Kids, 5- to 12-years-old
-I will drink 2% milk and water three times each day, and limit soda and fruit drinks to once each day.
-I will apply sunscreen before I go outdoors on bright sunny days. I will try to stay in the shade whenever possible and wear a hat and sunglasses, especially when I’m playing sports.
-I will try to find a sport (like basketball or soccer) or an activity (like playing tag, jumping rope, dancing or riding my bike) that I like and do it at least three times a week!
-I will always wear a helmet when bicycling.
-I will wear my seat belt every time I get in a car. I’ll sit in the back seat and use a booster seat until I am tall enough to use a lap/shoulder seat belt.
-I’ll be nice to other kids. I’ll be friendly to kids who need friends – like someone who is shy, or is new to my school
-I’ll never give out personal information such as my name, home address, school name or telephone number on the Internet. Also, I’ll never send a picture of myself to someone I chat with on the computer without my parent’s permission.

Kids, 13-years-old and up
-I will eat at least one fruit and one vegetable every day, and I will limit the amount of soda I drink to one glass daily.
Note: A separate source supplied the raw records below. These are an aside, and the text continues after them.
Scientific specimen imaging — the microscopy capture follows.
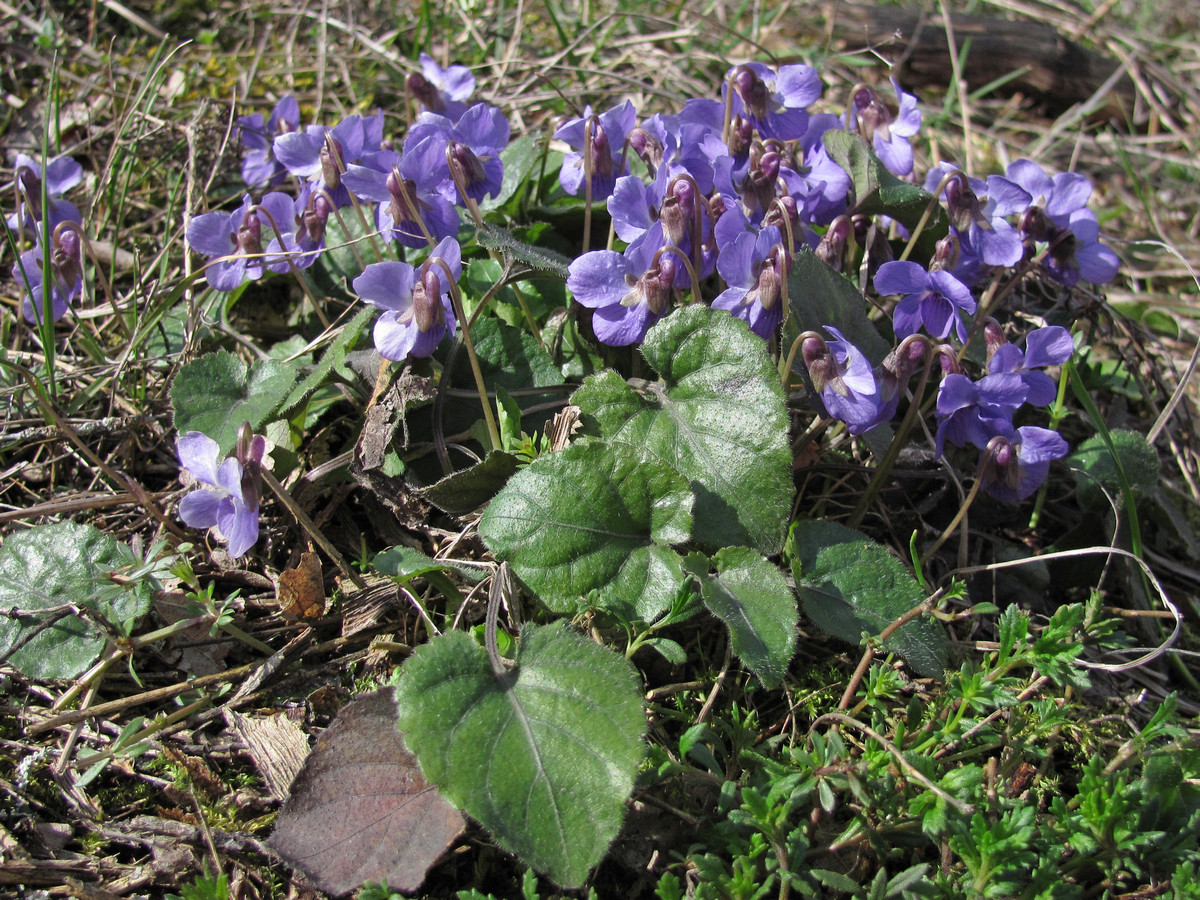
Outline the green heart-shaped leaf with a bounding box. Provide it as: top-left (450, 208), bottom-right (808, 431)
top-left (479, 442), bottom-right (692, 622)
top-left (170, 350), bottom-right (296, 455)
top-left (684, 547), bottom-right (797, 688)
top-left (0, 522), bottom-right (154, 678)
top-left (787, 520), bottom-right (949, 677)
top-left (571, 304), bottom-right (792, 556)
top-left (396, 623), bottom-right (646, 887)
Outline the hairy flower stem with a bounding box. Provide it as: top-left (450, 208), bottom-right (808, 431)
top-left (54, 221), bottom-right (131, 337)
top-left (425, 257), bottom-right (503, 450)
top-left (583, 116), bottom-right (595, 253)
top-left (251, 206), bottom-right (331, 331)
top-left (900, 172), bottom-right (959, 262)
top-left (260, 468), bottom-right (367, 592)
top-left (920, 437), bottom-right (1008, 569)
top-left (846, 347), bottom-right (936, 528)
top-left (834, 588), bottom-right (944, 728)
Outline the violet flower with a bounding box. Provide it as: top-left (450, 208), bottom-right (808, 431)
top-left (721, 62), bottom-right (821, 140)
top-left (342, 148), bottom-right (458, 250)
top-left (407, 53), bottom-right (475, 121)
top-left (404, 103), bottom-right (509, 205)
top-left (272, 114), bottom-right (383, 209)
top-left (554, 100), bottom-right (637, 200)
top-left (846, 78), bottom-right (920, 175)
top-left (874, 260), bottom-right (976, 343)
top-left (936, 372), bottom-right (1030, 456)
top-left (800, 325), bottom-right (882, 434)
top-left (354, 238), bottom-right (462, 361)
top-left (175, 427), bottom-right (266, 559)
top-left (988, 325), bottom-right (1075, 407)
top-left (187, 193), bottom-right (274, 290)
top-left (980, 425), bottom-right (1070, 503)
top-left (259, 182), bottom-right (334, 272)
top-left (713, 223), bottom-right (787, 341)
top-left (566, 234), bottom-right (678, 347)
top-left (1006, 160), bottom-right (1121, 287)
top-left (238, 94), bottom-right (300, 187)
top-left (925, 162), bottom-right (1031, 265)
top-left (12, 228), bottom-right (83, 323)
top-left (6, 154), bottom-right (83, 235)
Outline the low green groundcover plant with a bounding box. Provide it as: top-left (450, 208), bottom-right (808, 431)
top-left (0, 35), bottom-right (1200, 900)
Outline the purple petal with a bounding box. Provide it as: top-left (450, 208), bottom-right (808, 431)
top-left (881, 296), bottom-right (922, 341)
top-left (566, 250), bottom-right (641, 309)
top-left (187, 212), bottom-right (238, 257)
top-left (1025, 325), bottom-right (1075, 368)
top-left (373, 311), bottom-right (421, 362)
top-left (592, 304), bottom-right (659, 347)
top-left (179, 490), bottom-right (228, 528)
top-left (1046, 172), bottom-right (1092, 220)
top-left (353, 263), bottom-right (415, 314)
top-left (217, 502), bottom-right (258, 559)
top-left (874, 260), bottom-right (930, 296)
top-left (175, 431), bottom-right (221, 487)
top-left (42, 156), bottom-right (83, 196)
top-left (272, 131), bottom-right (322, 178)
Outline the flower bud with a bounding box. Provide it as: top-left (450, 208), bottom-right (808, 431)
top-left (413, 271), bottom-right (446, 332)
top-left (816, 216), bottom-right (854, 272)
top-left (319, 132), bottom-right (346, 191)
top-left (800, 335), bottom-right (836, 394)
top-left (238, 216), bottom-right (263, 256)
top-left (446, 140), bottom-right (487, 193)
top-left (407, 72), bottom-right (446, 115)
top-left (730, 66), bottom-right (770, 121)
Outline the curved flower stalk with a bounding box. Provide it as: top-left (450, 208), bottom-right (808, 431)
top-left (238, 94), bottom-right (300, 187)
top-left (1006, 160), bottom-right (1121, 287)
top-left (846, 78), bottom-right (920, 175)
top-left (354, 238), bottom-right (462, 361)
top-left (5, 154), bottom-right (83, 238)
top-left (800, 325), bottom-right (883, 434)
top-left (980, 425), bottom-right (1070, 503)
top-left (187, 193), bottom-right (294, 290)
top-left (175, 426), bottom-right (266, 559)
top-left (713, 220), bottom-right (792, 341)
top-left (874, 260), bottom-right (976, 343)
top-left (566, 234), bottom-right (677, 347)
top-left (721, 62), bottom-right (821, 140)
top-left (554, 100), bottom-right (637, 200)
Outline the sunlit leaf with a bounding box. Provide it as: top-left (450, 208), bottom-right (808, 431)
top-left (479, 442), bottom-right (692, 620)
top-left (571, 304), bottom-right (792, 556)
top-left (0, 522), bottom-right (154, 678)
top-left (684, 547), bottom-right (797, 688)
top-left (787, 520), bottom-right (949, 677)
top-left (396, 624), bottom-right (646, 888)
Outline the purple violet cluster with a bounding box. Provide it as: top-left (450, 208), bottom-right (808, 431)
top-left (169, 54), bottom-right (1117, 536)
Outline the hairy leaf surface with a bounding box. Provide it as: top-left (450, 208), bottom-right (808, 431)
top-left (684, 547), bottom-right (797, 688)
top-left (396, 623), bottom-right (646, 887)
top-left (0, 522), bottom-right (154, 678)
top-left (270, 688), bottom-right (466, 895)
top-left (788, 520), bottom-right (949, 677)
top-left (170, 350), bottom-right (296, 456)
top-left (571, 304), bottom-right (792, 556)
top-left (479, 442), bottom-right (692, 620)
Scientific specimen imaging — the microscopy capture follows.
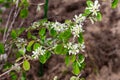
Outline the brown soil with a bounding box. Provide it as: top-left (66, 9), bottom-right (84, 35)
top-left (0, 0), bottom-right (120, 80)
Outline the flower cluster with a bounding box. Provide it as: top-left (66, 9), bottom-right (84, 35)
top-left (31, 22), bottom-right (40, 29)
top-left (15, 38), bottom-right (27, 53)
top-left (51, 21), bottom-right (68, 32)
top-left (86, 0), bottom-right (100, 16)
top-left (0, 54), bottom-right (8, 61)
top-left (71, 24), bottom-right (84, 37)
top-left (73, 14), bottom-right (86, 24)
top-left (32, 46), bottom-right (46, 59)
top-left (64, 42), bottom-right (80, 55)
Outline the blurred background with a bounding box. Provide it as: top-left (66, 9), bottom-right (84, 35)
top-left (0, 0), bottom-right (120, 80)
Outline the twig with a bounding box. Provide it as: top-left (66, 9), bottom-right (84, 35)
top-left (3, 8), bottom-right (14, 43)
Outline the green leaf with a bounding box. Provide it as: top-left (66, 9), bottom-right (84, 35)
top-left (86, 0), bottom-right (93, 7)
top-left (59, 30), bottom-right (71, 42)
top-left (0, 43), bottom-right (5, 54)
top-left (39, 51), bottom-right (51, 64)
top-left (27, 41), bottom-right (34, 52)
top-left (112, 0), bottom-right (119, 8)
top-left (54, 44), bottom-right (63, 54)
top-left (23, 60), bottom-right (30, 71)
top-left (20, 9), bottom-right (28, 18)
top-left (72, 61), bottom-right (80, 75)
top-left (18, 49), bottom-right (25, 55)
top-left (45, 51), bottom-right (51, 59)
top-left (21, 72), bottom-right (26, 80)
top-left (27, 31), bottom-right (32, 39)
top-left (39, 55), bottom-right (47, 64)
top-left (11, 30), bottom-right (17, 39)
top-left (96, 12), bottom-right (102, 21)
top-left (78, 54), bottom-right (85, 63)
top-left (65, 55), bottom-right (70, 66)
top-left (17, 27), bottom-right (25, 36)
top-left (33, 43), bottom-right (40, 50)
top-left (65, 55), bottom-right (76, 66)
top-left (70, 76), bottom-right (77, 80)
top-left (10, 71), bottom-right (18, 80)
top-left (78, 33), bottom-right (84, 44)
top-left (50, 29), bottom-right (57, 37)
top-left (40, 18), bottom-right (48, 25)
top-left (83, 9), bottom-right (91, 16)
top-left (21, 0), bottom-right (29, 8)
top-left (31, 35), bottom-right (37, 40)
top-left (39, 28), bottom-right (46, 36)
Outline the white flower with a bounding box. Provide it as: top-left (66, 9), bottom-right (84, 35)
top-left (32, 46), bottom-right (46, 59)
top-left (86, 0), bottom-right (100, 16)
top-left (31, 22), bottom-right (40, 29)
top-left (0, 54), bottom-right (8, 61)
top-left (12, 63), bottom-right (21, 72)
top-left (71, 24), bottom-right (84, 37)
top-left (52, 21), bottom-right (68, 32)
top-left (73, 14), bottom-right (86, 24)
top-left (64, 42), bottom-right (80, 55)
top-left (80, 42), bottom-right (85, 52)
top-left (15, 38), bottom-right (27, 53)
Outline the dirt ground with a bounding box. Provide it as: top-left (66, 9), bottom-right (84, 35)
top-left (0, 0), bottom-right (120, 80)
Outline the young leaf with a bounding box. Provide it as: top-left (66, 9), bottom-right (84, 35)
top-left (45, 51), bottom-right (51, 59)
top-left (87, 0), bottom-right (93, 7)
top-left (112, 0), bottom-right (119, 8)
top-left (11, 30), bottom-right (17, 39)
top-left (54, 44), bottom-right (63, 54)
top-left (10, 71), bottom-right (18, 80)
top-left (78, 54), bottom-right (85, 63)
top-left (23, 60), bottom-right (30, 71)
top-left (39, 28), bottom-right (46, 36)
top-left (0, 43), bottom-right (5, 54)
top-left (78, 33), bottom-right (84, 44)
top-left (20, 9), bottom-right (28, 18)
top-left (39, 55), bottom-right (47, 64)
top-left (59, 30), bottom-right (71, 42)
top-left (27, 41), bottom-right (34, 52)
top-left (50, 29), bottom-right (57, 37)
top-left (65, 55), bottom-right (70, 66)
top-left (39, 51), bottom-right (51, 64)
top-left (33, 43), bottom-right (40, 50)
top-left (65, 55), bottom-right (76, 66)
top-left (72, 61), bottom-right (80, 75)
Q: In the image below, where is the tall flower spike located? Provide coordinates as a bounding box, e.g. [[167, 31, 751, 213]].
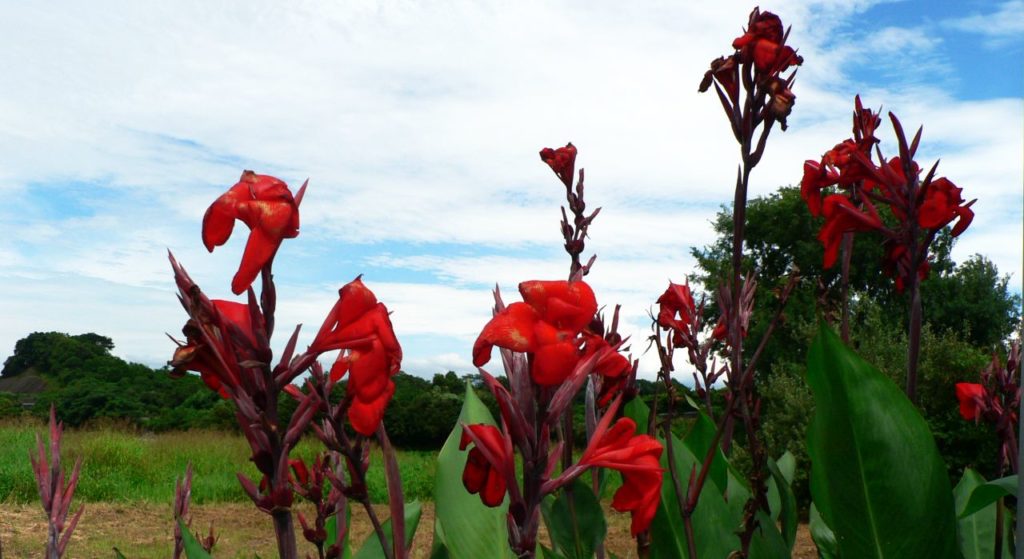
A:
[[309, 277, 401, 436], [203, 171, 306, 295]]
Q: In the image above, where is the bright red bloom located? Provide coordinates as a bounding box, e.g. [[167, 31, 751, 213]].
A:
[[541, 142, 577, 188], [203, 171, 305, 295], [473, 281, 597, 386], [800, 160, 839, 217], [818, 195, 884, 268], [309, 277, 401, 436], [918, 177, 974, 237], [170, 299, 256, 398], [697, 56, 739, 99], [732, 8, 803, 73], [580, 418, 663, 538], [656, 282, 697, 346], [956, 382, 985, 421], [459, 425, 513, 507]]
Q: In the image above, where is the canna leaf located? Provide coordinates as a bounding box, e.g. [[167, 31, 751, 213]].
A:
[[807, 324, 959, 559]]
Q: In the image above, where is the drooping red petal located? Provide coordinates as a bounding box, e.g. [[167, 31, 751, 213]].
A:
[[530, 341, 580, 386], [348, 380, 394, 436], [473, 303, 538, 367], [203, 182, 249, 252], [231, 224, 281, 295], [519, 281, 597, 332]]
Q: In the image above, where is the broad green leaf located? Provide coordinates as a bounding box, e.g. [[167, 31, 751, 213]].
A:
[[953, 468, 1010, 559], [625, 398, 739, 559], [541, 478, 608, 559], [958, 475, 1017, 518], [354, 501, 423, 559], [808, 503, 839, 559], [807, 324, 959, 559], [434, 383, 512, 559], [178, 518, 213, 559], [768, 455, 800, 554]]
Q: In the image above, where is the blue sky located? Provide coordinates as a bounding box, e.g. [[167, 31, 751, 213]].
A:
[[0, 0, 1024, 376]]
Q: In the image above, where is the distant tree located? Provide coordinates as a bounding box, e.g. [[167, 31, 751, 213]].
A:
[[691, 186, 1021, 372]]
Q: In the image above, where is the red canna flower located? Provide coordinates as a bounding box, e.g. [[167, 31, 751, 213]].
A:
[[818, 195, 884, 268], [732, 8, 803, 74], [170, 299, 257, 398], [956, 382, 985, 421], [459, 425, 514, 507], [800, 160, 839, 217], [309, 277, 401, 436], [918, 177, 974, 237], [656, 282, 697, 346], [580, 418, 663, 538], [541, 142, 577, 188], [473, 281, 597, 386], [697, 56, 739, 102], [203, 171, 305, 295]]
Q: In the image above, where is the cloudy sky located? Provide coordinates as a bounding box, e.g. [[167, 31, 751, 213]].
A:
[[0, 0, 1024, 376]]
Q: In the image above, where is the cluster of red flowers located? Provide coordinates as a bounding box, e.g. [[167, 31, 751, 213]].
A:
[[171, 171, 401, 540], [171, 171, 401, 435], [698, 8, 804, 132], [461, 281, 662, 534], [800, 96, 974, 291], [309, 277, 401, 436], [956, 340, 1021, 473], [473, 281, 631, 386]]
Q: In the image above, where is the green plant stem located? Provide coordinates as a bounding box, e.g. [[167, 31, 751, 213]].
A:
[[992, 497, 1002, 559], [906, 269, 921, 404]]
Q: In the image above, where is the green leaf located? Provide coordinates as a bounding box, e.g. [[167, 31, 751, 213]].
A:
[[775, 450, 797, 485], [541, 478, 608, 559], [768, 455, 800, 555], [809, 503, 839, 559], [354, 501, 423, 559], [953, 468, 1016, 559], [178, 518, 213, 559], [807, 324, 959, 559], [434, 383, 512, 559], [958, 475, 1017, 518], [625, 398, 739, 559], [537, 544, 565, 559], [324, 505, 352, 559]]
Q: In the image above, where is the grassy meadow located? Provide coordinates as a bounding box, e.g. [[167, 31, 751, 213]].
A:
[[0, 421, 436, 504]]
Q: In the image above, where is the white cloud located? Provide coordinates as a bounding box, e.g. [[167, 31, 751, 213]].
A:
[[0, 1, 1024, 378], [942, 0, 1024, 48]]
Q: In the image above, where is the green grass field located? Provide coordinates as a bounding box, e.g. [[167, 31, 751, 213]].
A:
[[0, 422, 436, 504]]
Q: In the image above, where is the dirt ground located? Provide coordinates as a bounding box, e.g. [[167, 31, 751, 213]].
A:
[[0, 503, 817, 559]]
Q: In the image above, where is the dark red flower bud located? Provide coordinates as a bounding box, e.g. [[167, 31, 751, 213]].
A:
[[541, 142, 577, 188], [459, 425, 515, 507]]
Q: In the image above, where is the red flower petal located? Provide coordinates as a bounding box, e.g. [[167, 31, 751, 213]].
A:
[[473, 303, 538, 367]]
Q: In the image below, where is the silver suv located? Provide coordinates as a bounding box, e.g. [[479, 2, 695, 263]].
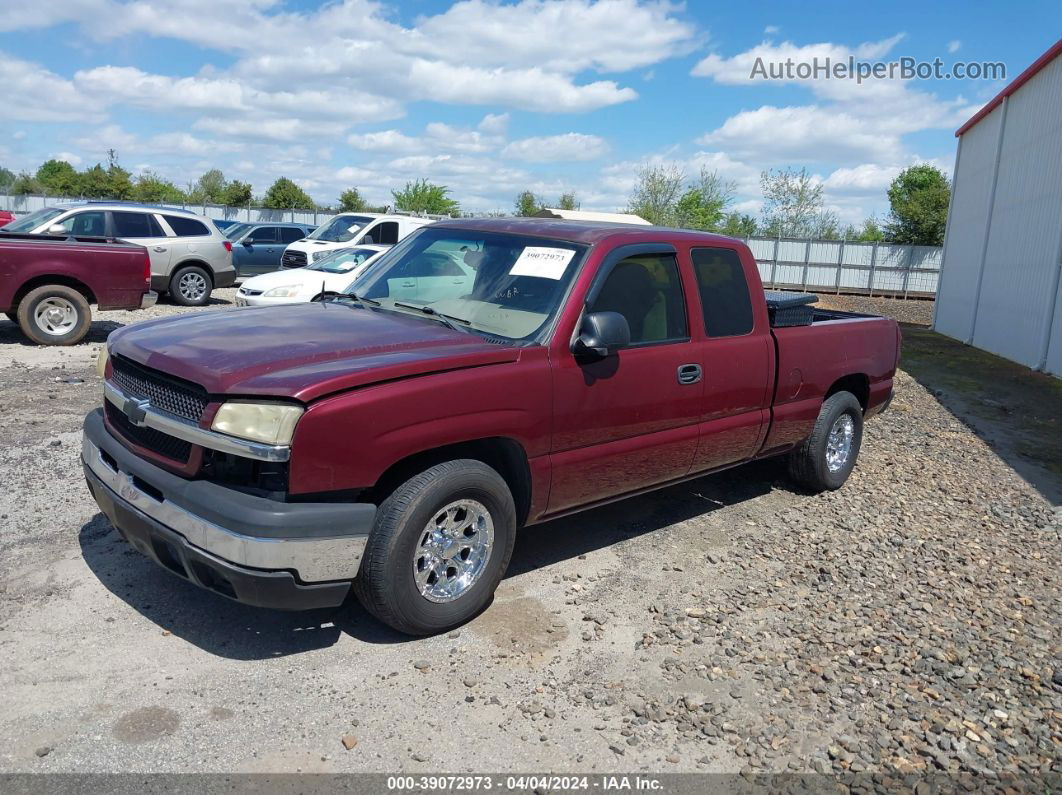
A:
[[4, 202, 236, 307]]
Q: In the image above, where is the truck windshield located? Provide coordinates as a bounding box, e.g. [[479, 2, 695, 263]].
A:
[[347, 226, 586, 341], [306, 248, 379, 273], [307, 215, 373, 243], [3, 207, 63, 232]]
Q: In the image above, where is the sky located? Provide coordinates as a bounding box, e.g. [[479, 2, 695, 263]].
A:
[[0, 0, 1062, 224]]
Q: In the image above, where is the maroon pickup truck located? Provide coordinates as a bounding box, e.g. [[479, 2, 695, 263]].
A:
[[83, 219, 900, 634], [0, 231, 157, 345]]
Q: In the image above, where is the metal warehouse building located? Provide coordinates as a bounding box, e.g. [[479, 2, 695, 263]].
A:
[[933, 39, 1062, 376]]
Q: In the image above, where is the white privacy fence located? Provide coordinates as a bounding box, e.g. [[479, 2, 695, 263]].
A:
[[0, 193, 942, 298], [746, 238, 943, 298]]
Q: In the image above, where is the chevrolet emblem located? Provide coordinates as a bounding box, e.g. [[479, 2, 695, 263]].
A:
[[122, 398, 151, 428]]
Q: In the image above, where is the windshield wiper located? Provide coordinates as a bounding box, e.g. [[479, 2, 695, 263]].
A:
[[394, 300, 472, 334], [313, 290, 380, 307]]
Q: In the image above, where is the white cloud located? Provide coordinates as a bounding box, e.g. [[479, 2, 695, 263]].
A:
[[501, 133, 609, 162], [0, 50, 105, 122], [192, 117, 346, 141]]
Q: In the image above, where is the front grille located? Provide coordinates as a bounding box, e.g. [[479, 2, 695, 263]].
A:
[[280, 252, 306, 267], [110, 356, 210, 427], [104, 400, 192, 464]]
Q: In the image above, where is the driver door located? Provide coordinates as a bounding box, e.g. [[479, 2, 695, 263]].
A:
[[548, 249, 704, 514]]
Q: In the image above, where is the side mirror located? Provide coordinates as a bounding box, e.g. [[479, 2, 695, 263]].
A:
[[571, 312, 631, 359]]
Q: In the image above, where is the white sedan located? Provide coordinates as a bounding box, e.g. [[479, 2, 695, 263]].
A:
[[236, 244, 390, 307]]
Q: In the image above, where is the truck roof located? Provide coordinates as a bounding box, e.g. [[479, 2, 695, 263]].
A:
[[433, 218, 737, 245]]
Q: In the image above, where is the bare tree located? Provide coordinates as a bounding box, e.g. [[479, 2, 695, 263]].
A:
[[759, 169, 837, 238], [627, 163, 686, 226]]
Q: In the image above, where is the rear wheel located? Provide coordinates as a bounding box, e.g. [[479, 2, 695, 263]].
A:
[[355, 460, 516, 635], [789, 392, 863, 491], [170, 265, 212, 307], [17, 284, 92, 345]]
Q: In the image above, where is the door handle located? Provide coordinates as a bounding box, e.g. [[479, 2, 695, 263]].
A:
[[679, 364, 701, 384]]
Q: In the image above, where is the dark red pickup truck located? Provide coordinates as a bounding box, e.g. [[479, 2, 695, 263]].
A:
[[0, 231, 157, 345], [83, 220, 900, 634]]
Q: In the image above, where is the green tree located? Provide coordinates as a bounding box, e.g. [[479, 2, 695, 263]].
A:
[[556, 191, 580, 210], [133, 171, 185, 204], [759, 169, 838, 238], [37, 160, 81, 196], [719, 212, 759, 238], [221, 179, 252, 207], [262, 176, 314, 210], [841, 215, 885, 243], [675, 168, 737, 231], [391, 179, 461, 215], [188, 169, 225, 204], [627, 163, 686, 226], [80, 163, 113, 198], [339, 188, 365, 212], [11, 171, 44, 196], [886, 163, 952, 245], [513, 190, 542, 218]]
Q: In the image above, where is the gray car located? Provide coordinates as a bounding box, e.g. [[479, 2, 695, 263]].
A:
[[225, 223, 313, 279], [5, 202, 236, 307]]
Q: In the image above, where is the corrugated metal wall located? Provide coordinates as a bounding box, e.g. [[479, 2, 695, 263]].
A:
[[936, 58, 1062, 375]]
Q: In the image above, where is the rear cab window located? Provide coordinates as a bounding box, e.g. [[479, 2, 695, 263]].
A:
[[689, 247, 754, 338], [162, 215, 210, 238], [110, 210, 166, 238]]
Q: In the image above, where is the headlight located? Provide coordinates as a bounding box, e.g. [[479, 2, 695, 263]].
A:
[[210, 400, 303, 445], [262, 284, 303, 298], [96, 343, 110, 378]]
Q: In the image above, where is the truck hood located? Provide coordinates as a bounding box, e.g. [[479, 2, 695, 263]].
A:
[[108, 304, 519, 401]]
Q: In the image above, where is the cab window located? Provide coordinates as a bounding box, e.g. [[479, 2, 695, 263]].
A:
[[589, 254, 689, 346], [689, 248, 753, 336]]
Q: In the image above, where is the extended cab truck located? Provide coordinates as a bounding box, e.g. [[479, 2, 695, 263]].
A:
[[0, 230, 158, 345], [83, 219, 900, 634]]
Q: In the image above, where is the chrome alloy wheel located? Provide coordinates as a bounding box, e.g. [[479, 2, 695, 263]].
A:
[[413, 500, 494, 604], [177, 272, 207, 300], [33, 295, 78, 336], [826, 414, 856, 472]]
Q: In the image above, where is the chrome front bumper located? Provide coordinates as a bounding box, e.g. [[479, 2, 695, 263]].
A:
[[82, 434, 369, 583]]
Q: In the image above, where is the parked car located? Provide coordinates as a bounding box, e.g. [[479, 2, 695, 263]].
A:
[[228, 223, 313, 279], [83, 219, 900, 634], [5, 202, 236, 307], [0, 231, 158, 345], [236, 245, 390, 307], [280, 212, 433, 267]]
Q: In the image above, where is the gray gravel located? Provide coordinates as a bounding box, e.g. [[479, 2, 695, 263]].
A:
[[0, 291, 1062, 776]]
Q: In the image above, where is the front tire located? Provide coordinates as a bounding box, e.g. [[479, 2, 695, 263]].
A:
[[354, 460, 516, 635], [17, 284, 92, 345], [789, 392, 863, 492], [170, 265, 213, 307]]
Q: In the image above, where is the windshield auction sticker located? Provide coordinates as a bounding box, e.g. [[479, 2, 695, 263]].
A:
[[509, 245, 576, 279]]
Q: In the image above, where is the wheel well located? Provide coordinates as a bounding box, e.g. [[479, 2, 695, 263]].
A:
[[824, 373, 870, 414], [11, 275, 97, 314], [170, 259, 213, 289], [361, 436, 531, 524]]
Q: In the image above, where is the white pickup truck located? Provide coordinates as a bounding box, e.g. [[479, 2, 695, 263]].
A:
[[280, 212, 433, 267]]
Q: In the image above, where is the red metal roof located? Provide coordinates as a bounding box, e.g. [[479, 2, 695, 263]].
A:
[[955, 38, 1062, 138]]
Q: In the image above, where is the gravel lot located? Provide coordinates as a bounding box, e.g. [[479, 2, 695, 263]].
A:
[[0, 290, 1062, 785]]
-I will take care of my body through physical activity and nutrition.
-I will choose non-violent television shows and video games, and I will spend only one to two hours each day – at the most – on these activities.
-I will help out in my community – through volunteering, working with community groups or by joining a group that helps people in need.
-When I feel angry or stressed out, I will take a break and find constructive ways to deal with the stress, such as exercising, reading, writing in a journal or discussing my problem with a parent or friend.
-When faced with a difficult decision, I will talk about my choices with an adult whom I can trust.
-When I notice my friends are struggling or engaging in risky behaviors, I will talk with a trusted adult and attempt to find a way that I can help them.
-I will be careful about whom I choose to date, and always treat the other person with respect and without coercion or violence. I will expect the same good behavior in return.
-I will resist peer pressure to try drugs and alcohol.
-I agree not to use a cell phone or text message while driving and to always use a seat belt.